The `Mycoplasma genitalium' parasitic bacterium: The author discusses this organism in the context of the research of Craig Venter and Claire Fraser, which attempted to discover which genes are actually necessary for the organism's survival. Other than viruses, this organism is the simplest living organism known that is able to reproduce itself. The author reports that after eliminating 180 genes, Venter and Fraser refrained from further removal until they consulted ethicists. The specific goal of their research was to find out whether the naturally occurring genes are in fact the true "minimal' genome. Their research indicated that, out of the 480 protein-coding genes of M. genitalium, from 265 to 350 of these genes are essential (at least in the conditions of the laboratory). These experiments are now viewed under the classification of `synthetic biology', a field whose goal is construct organisms using genetic sequences of one's choice. This will entail a thorough understanding of error correction in the assembly of DNA sequences and of the processes used to precisely join these sequences. This research is very exciting, for if DNA can be synthesized cheaply and efficiently and then assembled into complete and stable genomes, this will allow the creation of organisms on-the-fly, according to various specifications. These organisms could be synthesized for explicit human benefits (but there is a danger also of some being synthesized for detrimental purposes).

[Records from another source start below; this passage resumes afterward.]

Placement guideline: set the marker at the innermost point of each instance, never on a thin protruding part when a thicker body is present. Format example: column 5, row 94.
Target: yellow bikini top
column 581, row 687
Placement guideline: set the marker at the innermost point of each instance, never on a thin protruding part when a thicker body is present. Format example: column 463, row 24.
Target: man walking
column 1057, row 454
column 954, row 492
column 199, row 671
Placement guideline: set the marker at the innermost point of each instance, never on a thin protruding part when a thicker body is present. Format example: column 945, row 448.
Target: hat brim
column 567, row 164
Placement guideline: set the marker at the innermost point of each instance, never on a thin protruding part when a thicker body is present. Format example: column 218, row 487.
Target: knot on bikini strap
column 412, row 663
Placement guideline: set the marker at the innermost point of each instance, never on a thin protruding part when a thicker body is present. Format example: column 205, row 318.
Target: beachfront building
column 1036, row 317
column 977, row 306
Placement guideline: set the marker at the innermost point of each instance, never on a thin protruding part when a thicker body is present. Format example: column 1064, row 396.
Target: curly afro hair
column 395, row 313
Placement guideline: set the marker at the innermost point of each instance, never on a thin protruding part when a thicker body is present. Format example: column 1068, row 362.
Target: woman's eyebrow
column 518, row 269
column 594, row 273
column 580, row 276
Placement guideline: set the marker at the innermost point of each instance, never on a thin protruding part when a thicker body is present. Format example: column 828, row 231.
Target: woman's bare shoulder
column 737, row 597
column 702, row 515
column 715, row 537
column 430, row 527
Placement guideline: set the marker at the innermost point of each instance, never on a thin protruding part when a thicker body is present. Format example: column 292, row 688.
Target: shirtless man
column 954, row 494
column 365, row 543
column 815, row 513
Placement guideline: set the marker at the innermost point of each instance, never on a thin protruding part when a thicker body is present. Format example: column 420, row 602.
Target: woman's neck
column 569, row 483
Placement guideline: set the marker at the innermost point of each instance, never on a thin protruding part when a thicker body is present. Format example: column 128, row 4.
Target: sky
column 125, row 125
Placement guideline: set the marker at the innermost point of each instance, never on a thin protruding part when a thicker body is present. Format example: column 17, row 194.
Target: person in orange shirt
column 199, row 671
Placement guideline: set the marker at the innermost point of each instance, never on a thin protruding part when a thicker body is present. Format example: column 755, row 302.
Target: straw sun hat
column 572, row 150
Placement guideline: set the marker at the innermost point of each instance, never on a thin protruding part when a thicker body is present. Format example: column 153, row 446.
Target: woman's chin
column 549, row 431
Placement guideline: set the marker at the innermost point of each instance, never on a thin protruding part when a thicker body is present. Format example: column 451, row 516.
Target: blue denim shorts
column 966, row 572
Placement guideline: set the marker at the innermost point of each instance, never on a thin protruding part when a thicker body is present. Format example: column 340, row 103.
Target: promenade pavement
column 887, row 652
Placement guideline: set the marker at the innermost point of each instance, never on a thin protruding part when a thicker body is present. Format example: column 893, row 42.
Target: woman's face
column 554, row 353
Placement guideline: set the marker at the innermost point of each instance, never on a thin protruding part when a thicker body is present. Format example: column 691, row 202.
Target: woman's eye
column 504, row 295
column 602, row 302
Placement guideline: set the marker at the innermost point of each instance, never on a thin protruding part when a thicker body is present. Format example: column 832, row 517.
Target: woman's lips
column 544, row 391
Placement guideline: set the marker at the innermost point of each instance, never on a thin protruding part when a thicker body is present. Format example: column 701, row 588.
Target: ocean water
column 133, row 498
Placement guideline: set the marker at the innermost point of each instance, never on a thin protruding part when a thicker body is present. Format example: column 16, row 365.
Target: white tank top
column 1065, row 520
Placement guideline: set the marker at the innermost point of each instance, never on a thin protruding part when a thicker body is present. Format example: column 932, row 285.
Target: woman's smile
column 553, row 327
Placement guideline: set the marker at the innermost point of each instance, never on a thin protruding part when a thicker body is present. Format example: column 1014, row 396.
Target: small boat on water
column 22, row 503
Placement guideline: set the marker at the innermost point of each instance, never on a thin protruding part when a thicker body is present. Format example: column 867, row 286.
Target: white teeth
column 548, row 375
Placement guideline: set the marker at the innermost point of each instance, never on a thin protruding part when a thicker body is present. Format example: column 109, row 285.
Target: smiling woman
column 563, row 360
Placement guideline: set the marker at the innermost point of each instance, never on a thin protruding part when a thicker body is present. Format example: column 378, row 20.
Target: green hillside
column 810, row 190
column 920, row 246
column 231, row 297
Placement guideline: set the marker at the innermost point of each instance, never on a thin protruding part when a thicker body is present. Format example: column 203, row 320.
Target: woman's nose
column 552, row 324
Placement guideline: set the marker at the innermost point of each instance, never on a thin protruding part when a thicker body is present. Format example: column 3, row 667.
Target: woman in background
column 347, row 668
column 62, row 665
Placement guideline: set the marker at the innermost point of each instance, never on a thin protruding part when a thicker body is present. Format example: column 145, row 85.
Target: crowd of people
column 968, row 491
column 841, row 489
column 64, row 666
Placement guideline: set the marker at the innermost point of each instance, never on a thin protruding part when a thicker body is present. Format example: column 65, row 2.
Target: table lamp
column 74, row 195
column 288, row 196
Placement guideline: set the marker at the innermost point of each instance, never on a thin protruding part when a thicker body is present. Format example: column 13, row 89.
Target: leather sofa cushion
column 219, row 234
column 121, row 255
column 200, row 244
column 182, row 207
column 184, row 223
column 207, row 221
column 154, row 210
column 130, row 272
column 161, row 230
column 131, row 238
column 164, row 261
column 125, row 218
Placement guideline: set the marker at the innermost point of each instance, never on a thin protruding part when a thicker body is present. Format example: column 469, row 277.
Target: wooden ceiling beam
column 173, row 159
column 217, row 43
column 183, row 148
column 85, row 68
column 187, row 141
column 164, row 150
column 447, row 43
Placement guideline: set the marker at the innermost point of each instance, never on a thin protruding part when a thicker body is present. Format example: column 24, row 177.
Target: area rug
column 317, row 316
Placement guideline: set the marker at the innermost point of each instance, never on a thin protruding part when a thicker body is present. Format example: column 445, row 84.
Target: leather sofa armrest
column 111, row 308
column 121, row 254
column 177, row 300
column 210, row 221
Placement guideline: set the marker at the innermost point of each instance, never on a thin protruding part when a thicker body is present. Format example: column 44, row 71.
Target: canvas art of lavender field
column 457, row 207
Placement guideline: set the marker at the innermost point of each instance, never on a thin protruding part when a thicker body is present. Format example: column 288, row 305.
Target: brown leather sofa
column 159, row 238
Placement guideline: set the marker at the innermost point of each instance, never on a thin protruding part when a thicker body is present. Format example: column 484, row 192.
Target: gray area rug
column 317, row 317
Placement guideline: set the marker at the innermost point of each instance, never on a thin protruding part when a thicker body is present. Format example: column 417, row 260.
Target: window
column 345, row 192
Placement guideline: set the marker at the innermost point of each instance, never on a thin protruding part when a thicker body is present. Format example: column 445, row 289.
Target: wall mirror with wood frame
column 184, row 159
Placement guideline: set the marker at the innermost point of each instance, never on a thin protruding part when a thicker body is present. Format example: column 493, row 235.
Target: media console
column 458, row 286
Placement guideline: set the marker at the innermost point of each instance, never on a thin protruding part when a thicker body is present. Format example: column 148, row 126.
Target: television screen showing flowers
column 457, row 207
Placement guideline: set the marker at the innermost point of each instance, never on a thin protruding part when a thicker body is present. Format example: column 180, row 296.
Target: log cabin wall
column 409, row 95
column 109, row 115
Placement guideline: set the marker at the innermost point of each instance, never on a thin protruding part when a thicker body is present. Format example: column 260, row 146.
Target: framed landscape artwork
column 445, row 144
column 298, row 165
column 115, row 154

Machine processing power: The author reports that by 2010 a computing machine will have the same processing capacity as the human brain. This prediction is believable if you look at current trends, but it is difficult to understand its relevance. One might argue that such machines will allow researchers to reach the goal of creating machines that have the same type or level of intelligence as humans. But another scenario is possible. There are many machines now that are intelligent and were designed to be so in order to tackle problems that are too computationally complex for ordinary (non-intelligent) machines to solve in an acceptable time frame (due to their speed of computation). The intelligent machines of today are domain-specific and use a number of heuristics in order to avoid the problem of computational complexity. They thus use their limited processing power optimally for solving various problems of interest. But if more processing power is available, as the author believes it will, then this may eliminate the need for intelligence in machines. The machines of 2010 will be able to solve problems by brute-force (non-intelligent) algorithms since they have the computational horsepower to do so.